Papa Benedetto ha preso le mosse dal Vangelo di Giovanni dove si parla di una cena tra amici, vissuta «in un misto di gioia e dolore». A Betania, Lazzaro, Marta e Maria offrono una cena a Gesù. Il Papa ha commentato a lungo il gesto che durante quella cena fece Maria di Betania: con olio profumato cosparse i piedi di Gesù e li asciugò con i suoi capelli. È uno dei gesti che rimangono incisi nella storia dell'umanità. Una devozione e una familiarità al tempo stesso. Una cura piena di devozione e di stima per un Ospite che è intimo e però anche preso in un destino misterioso e grande. Anche Giovanni Paolo II è stato un ospite intimo e misterioso di questi nostri tempi. Analogamente al Signore che ha amato con forza e immedesimazione. E ora, ha ricordato il suo amico e successore Benedetto, il "profumo" della sua testimonianza si è diffuso come quello provocato dal gesto di Maria di Betania. Diffuso in tutto il mondo. «Annuncio vivente della sua passione», lo ha chiamato Benedetto.
Noi tutti abbiamo visto come Papa Wojtyla stringeva la croce. Come la stringeva da uomo che sa cosa è la sofferenza. Che sa che non altrove che lì, in quella croce vissuta da Cristo, sta la forza per vivere ogni altra occasione di croce. E non possiamo cancellare dagli occhi la sua testimonianza. Così che ora la sua stessa figura nella memoria ci dà forza per ogni prova. Nel racconto che Benedetto XVI ha fatto della sua agonia c'è lo stupore di vedere compiersi una personalità straordinaria, e proprio in quel sussurro finale: «Lasciatemi andare alla casa del Padre».
Come se in quel momento noi tutti - i più vicini, le monache, il segretario, i collaboratori, ma anche i più lontani, tutti noi che piangevamo in tutte le stanze del mondo - lo si dovesse lasciare andare finalmente a ciò a cui era proteso da sempre, all'abbraccio che cercava prima nella giovinezza bruciante di arte e di servizio, e poi nel sacerdozio, infine nel culmine dell'essere Papa, servo dei servi.

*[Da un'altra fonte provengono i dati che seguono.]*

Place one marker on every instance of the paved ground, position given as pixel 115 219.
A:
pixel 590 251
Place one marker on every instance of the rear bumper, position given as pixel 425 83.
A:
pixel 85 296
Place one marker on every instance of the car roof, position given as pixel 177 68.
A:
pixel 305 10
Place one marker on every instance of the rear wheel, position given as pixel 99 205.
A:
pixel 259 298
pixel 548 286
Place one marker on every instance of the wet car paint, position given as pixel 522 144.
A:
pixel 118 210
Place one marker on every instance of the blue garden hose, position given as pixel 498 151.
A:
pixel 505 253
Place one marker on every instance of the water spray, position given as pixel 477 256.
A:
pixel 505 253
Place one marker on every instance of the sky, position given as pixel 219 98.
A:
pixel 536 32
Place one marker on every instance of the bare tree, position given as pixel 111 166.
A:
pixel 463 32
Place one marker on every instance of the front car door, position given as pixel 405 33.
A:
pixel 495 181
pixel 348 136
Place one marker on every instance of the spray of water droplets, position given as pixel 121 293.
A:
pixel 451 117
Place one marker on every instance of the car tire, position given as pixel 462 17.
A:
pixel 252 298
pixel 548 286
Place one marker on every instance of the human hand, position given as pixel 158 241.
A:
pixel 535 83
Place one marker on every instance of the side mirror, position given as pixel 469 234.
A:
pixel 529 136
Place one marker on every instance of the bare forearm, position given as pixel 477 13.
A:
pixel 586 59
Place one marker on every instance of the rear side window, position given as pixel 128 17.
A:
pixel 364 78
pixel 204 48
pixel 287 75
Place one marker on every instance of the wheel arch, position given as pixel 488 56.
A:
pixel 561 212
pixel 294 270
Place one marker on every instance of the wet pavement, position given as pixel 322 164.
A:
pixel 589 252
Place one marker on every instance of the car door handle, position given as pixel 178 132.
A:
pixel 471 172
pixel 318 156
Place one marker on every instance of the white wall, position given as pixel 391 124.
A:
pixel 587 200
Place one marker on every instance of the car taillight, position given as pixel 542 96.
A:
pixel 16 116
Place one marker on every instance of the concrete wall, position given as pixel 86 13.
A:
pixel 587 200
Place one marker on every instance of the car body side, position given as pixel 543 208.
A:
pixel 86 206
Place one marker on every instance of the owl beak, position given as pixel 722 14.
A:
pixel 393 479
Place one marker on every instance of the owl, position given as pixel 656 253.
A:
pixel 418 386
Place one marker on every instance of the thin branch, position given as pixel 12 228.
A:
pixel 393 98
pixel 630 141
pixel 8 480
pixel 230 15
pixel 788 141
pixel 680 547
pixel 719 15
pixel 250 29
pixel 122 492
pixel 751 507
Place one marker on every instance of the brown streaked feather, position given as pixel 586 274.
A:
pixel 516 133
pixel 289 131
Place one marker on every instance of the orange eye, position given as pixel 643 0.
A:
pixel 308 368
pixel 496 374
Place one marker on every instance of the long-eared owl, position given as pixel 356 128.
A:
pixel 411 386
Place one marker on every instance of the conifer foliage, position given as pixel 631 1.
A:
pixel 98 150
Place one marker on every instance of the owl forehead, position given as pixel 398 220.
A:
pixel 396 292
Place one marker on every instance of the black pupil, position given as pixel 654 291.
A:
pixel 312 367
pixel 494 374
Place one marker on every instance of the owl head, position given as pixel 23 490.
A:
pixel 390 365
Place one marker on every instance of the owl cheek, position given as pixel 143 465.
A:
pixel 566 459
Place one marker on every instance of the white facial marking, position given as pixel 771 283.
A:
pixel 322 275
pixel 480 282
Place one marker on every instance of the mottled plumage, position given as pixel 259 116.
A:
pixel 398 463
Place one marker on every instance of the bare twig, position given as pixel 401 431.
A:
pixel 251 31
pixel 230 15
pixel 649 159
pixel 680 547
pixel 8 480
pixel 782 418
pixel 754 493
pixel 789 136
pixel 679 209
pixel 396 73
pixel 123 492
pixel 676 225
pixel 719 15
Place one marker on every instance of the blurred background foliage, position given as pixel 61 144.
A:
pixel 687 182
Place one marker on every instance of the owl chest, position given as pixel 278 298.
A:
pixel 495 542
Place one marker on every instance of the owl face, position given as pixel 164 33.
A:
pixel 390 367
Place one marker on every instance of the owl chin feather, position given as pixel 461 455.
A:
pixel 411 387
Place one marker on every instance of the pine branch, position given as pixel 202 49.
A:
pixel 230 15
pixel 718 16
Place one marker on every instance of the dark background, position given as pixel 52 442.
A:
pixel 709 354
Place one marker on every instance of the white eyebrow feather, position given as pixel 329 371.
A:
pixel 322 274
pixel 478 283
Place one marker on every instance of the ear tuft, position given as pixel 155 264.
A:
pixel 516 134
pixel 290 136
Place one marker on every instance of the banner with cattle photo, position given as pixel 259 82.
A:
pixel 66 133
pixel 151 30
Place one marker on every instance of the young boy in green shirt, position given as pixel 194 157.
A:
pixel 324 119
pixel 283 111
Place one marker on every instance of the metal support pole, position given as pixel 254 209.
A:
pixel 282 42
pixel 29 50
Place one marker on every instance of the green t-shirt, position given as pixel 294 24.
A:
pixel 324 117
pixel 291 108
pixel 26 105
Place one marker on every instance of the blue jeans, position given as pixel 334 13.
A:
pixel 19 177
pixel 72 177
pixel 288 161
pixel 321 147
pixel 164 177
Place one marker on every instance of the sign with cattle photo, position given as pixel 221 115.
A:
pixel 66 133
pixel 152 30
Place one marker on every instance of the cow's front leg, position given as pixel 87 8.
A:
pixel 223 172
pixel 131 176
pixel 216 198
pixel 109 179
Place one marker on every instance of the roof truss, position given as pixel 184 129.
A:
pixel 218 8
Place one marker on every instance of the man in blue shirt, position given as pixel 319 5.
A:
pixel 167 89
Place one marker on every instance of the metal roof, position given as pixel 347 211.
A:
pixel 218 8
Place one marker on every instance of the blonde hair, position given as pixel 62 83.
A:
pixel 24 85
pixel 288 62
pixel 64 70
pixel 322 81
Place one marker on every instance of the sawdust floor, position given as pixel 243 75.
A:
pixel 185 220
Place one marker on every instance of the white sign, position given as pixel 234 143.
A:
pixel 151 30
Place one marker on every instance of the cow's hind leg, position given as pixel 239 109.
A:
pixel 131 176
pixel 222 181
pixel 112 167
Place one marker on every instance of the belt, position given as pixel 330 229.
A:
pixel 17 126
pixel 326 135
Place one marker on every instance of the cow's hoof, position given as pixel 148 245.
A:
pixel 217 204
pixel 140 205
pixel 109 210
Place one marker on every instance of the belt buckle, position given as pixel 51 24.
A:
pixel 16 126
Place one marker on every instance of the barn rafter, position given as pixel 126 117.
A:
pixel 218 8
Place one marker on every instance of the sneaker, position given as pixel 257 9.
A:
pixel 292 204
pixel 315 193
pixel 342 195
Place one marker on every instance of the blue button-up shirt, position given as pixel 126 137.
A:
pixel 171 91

Un amico, ma un amico eccezionale. Uno di cui ti puoi fidare, uno che ti viene da starci insieme, che ti fa amare la vita. E che se lo osservi pensi: ma lui a cosa protende il suo cuore, a che mistero... Il cristianesimo è stato sempre l'accadere tra noi di una presenza del genere. Duemila, come due anni fa. Benedetto lo sa, per questo parla del suo amico con commozione personale e con speranza per tutti.